Agatston and volume scores were provided in the original MESA dataset (12), and area and density scores were derived according to the methods described in a prior paper evaluating CAC density (8). Briefly, the Agatston score is calculated by multiplying the calcified plaque area of a given lesion within a given CT slice by a calcium density factor (1 to 4) that corresponds to the maximal Hounsfield unit attenuation. Scores for all lesions on all slices through the z-axis of the heart are summed to produce the Agatston score. The area score was obtained by dividing the volume score in cubic millimeters by the appropriate slice thickness, either 2.5 mm or 3.0 mm depending on the scanner used. Finally, each participant’s average density score was calculated by dividing the Agatston scores by their respective area scores.

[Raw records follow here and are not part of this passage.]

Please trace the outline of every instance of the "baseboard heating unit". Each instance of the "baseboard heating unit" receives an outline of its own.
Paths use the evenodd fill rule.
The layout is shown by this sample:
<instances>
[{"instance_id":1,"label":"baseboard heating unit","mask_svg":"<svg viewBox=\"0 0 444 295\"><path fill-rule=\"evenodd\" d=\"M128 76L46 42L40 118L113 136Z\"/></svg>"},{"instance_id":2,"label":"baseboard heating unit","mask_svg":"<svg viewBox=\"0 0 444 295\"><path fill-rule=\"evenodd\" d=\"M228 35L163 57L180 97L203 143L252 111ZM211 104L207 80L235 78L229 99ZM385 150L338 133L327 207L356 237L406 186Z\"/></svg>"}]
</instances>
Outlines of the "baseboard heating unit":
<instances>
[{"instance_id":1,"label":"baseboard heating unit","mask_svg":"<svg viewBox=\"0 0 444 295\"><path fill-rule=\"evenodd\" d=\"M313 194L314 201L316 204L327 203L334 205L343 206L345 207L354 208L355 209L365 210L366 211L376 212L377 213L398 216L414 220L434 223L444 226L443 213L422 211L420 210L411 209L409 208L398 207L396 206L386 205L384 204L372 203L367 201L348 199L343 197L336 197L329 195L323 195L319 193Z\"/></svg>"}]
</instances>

All participants were followed from baseline for incident CVD events (10,14). Telephone interviewers contacted each participant at 9- to 12-month intervals to collect information about interim hospitalizations, CVD outpatient diagnoses and procedures, and deaths. Medical records, death certificates, and next of kin interviews in the case of out-of-hospital deaths were used to verify self-reported diagnoses. Follow-up for this report started with baseline examination and concluded with the first CVD event, loss to follow-up, death, or December 31, 2012. Our outcome of interest was incident CVD events, which we analyzed as 2 separate endpoints: hard CHD, defined as myocardial infarction, resuscitated cardiac arrest, or CHD death; and hard CVD, defined as hard CHD, stroke, or stroke death. Each endpoint was adjudicated by the MESA Morbidity and Mortality Committee (14).
We sorted the data to visualize the demographics, risk factors, and outcomes first by quartiles of volume, and then by quartiles of density. Because previous MESA analyses have shown a log linear relationship between CAC volume and CVD risk, we used the natural logarithm (ln) of the volume score in our analyses (5). After centering the ln volume and density variables, we conducted Cox proportional hazards regression to estimate the associations of ln volume and density with hard CHD and hard CVD events. Models were first adjusted for age, sex, race/ethnicity, total cholesterol, HDL-C, SBP, antihypertensive medication use, diabetes status, smoking status, and statin use. Models were alternatively adjusted for the ASCVD score, race/ethnicity, and statin use. We included the race/ethnicity term in the ASCVD models to capture any race effect that might be missed by the ASCVD score, which does not have parameters for Chinese and Hispanic individuals.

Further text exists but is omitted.